Лисята тотчас сплетаются в клубок, путаются поводками, носятся друг за другом и самозабвенно дерутся.
Кстати, о лисичках: мой брат Нгози оказывается проворнее меня, он подхватывает ее вещи раньше, чем я успеваю подумать об этом. Она восхищается, насколько он стал сильным, а я беспомощно кусаю губы. Избавиться от ревности я могу, только посмеявшись над своими чувствами и над самим собой, что я и делаю про себя, и ревность отпускает.

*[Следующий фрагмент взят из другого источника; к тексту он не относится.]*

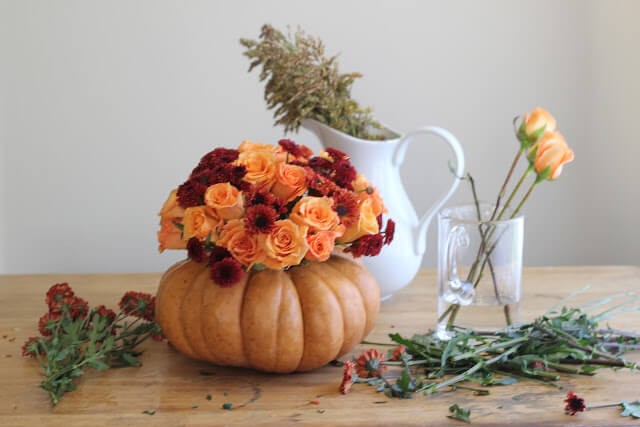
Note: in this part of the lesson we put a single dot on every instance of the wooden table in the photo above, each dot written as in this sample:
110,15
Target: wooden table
177,390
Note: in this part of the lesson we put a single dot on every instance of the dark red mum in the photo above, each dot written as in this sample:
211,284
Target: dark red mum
574,403
195,250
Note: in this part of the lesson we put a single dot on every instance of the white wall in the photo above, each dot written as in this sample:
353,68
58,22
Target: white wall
106,106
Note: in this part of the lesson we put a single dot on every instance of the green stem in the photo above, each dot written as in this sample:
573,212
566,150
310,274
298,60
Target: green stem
503,190
514,192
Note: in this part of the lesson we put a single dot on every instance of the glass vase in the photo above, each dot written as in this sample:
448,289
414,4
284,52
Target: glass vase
479,269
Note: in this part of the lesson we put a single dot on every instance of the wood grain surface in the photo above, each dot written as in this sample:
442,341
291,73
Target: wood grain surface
176,388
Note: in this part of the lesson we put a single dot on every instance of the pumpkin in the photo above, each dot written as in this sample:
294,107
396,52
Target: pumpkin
273,321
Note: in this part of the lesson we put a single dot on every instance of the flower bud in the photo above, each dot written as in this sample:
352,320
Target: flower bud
538,121
549,154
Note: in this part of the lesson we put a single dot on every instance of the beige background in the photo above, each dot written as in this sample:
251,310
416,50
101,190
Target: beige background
106,106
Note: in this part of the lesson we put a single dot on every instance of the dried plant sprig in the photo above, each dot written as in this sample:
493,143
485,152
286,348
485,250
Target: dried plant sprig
301,83
75,337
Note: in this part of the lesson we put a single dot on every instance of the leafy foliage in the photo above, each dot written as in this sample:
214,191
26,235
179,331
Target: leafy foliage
301,82
567,342
99,340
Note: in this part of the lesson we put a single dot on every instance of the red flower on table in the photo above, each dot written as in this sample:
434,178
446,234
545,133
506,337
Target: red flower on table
348,376
369,364
574,403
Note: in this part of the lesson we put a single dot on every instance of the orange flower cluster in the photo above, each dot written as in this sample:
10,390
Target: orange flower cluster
548,151
272,206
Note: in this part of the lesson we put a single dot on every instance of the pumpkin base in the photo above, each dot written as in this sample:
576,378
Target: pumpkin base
272,321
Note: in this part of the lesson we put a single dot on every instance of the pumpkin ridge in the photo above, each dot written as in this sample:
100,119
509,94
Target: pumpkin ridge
210,354
240,314
350,324
319,279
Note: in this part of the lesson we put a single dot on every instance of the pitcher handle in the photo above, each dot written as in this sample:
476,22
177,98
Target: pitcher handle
398,159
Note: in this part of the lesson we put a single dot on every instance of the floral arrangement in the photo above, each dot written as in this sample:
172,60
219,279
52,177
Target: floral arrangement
74,337
265,206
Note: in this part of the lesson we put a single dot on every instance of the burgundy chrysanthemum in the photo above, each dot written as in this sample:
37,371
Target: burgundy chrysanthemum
320,186
47,323
369,245
195,250
348,374
260,219
346,205
336,155
78,308
227,272
105,312
368,364
138,304
345,174
321,165
219,155
294,149
191,193
218,253
57,295
574,403
389,231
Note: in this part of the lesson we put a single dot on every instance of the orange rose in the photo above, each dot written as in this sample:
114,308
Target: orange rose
286,245
260,166
538,119
244,247
551,151
365,190
170,236
291,181
367,224
321,245
225,199
316,213
197,223
171,208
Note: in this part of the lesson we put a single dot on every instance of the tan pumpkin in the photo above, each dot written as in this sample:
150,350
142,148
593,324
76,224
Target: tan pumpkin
272,321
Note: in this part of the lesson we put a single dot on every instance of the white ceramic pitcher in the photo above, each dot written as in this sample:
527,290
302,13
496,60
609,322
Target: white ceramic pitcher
380,162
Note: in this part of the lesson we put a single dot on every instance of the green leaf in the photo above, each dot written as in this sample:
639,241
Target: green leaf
98,365
458,413
631,409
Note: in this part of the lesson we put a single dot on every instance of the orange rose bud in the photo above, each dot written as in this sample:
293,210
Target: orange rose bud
321,245
197,223
225,199
315,212
366,224
537,119
286,245
365,190
291,181
260,167
551,152
244,247
170,236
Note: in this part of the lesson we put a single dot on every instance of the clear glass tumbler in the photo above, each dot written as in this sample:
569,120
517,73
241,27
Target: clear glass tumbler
479,269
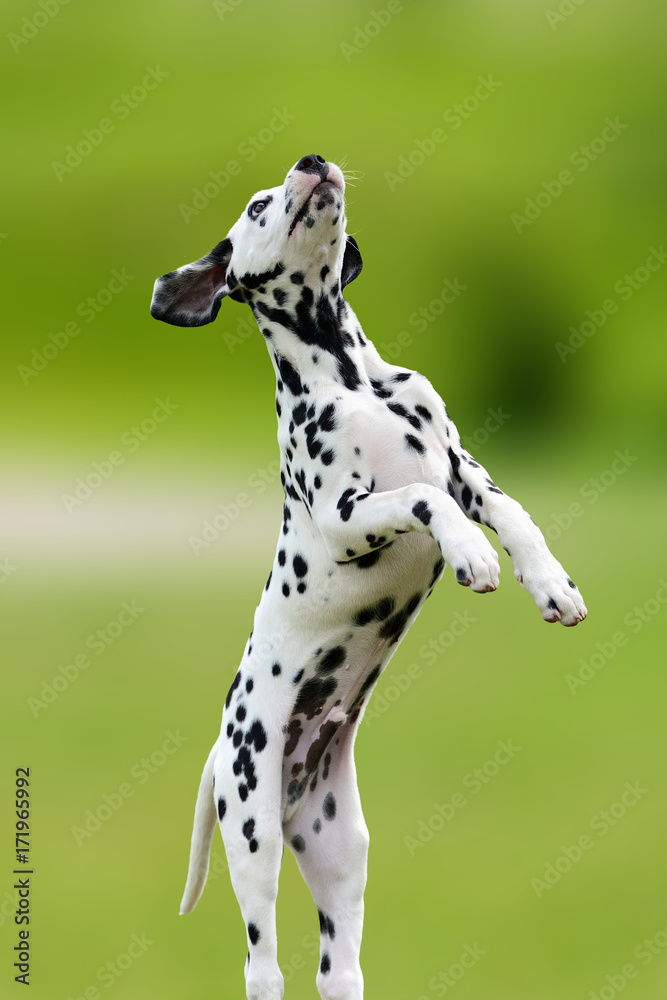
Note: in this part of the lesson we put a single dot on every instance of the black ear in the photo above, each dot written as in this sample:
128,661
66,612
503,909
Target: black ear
191,295
352,262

И Мутазз, и Рашид в прекрасном настроении. Здороваясь с Пандорой, они ведут себя сдержанно, никаких сцен. Я не ожидал. Они и сейчас ладили бы между собой, но события последнего года и смерть Гессы очень изменили их обоих, как, впрочем, и всех нас. Однако, в отличие от нас, в смерти Гессы они винят отца.
Сестра возится с лисятами, пытается разнять их. Один из малышей видит добычу и, подчинившись охотничьему инстинкту, вырывается у нее из рук, мчится к цели, цепляясь за все поводком. Я бросаюсь за малышом, хотя и не надеюсь догнать его, но знаю, что успокаивающе действую на наших питомцев. Я зову его, хлопаю в ладоши, и вскоре лисенок скачет обратно, страшно довольный собой, держа в пасти извивающуюся огромную самку скорпиона; панцирь треснул, и мы видим, что самка беременна.
– Молодец, – хвалю я его.
Добыча у него в зубах сопротивляется все слабее и слабее. Я ничем не могу помочь ни скорпиону, ни неродившемуся потомству. Я могу только отвлечь лисенка, чтобы он оставил в покое свою жертву. Я опускаюсь на колени и ласково говорю с ним.
– Ты молодец, – говорю я ему, – ты настоящий охотник. Теперь отправляйся домой, маленький добытчик. Ложись, поспи до ночи.
Скорпионы смертельно опасны, но я люблю их не меньше, чем самое милое Божье творение.
С лисенком в руках я иду вслед за всеми к лагерю. Далила ждет меня, берет у меня поводок, и дальше мы идем вместе. Пандора пробудет у нас час или два, нужно починить машины отца. Потом она отвезет нас туда, где мы еще никогда не были.
ПАНДОРА
Жизнь научила меня многое делать своими руками. Я умею собирать, разбирать, чинить, калибровать, модернизировать и усиливать почти все, что состоит из деталей. Я довольно быстро работаю, из меня бы получился великолепный эльф для мастерской Дедушки Мороза. Но сегодня мой противник – Аргос 220-G. Я бьюсь с ним как одержимая, пот застилает глаза, ожерелье прилипает к груди, но сенсоры окружающей среды все равно не работают, сколько я ни стараюсь.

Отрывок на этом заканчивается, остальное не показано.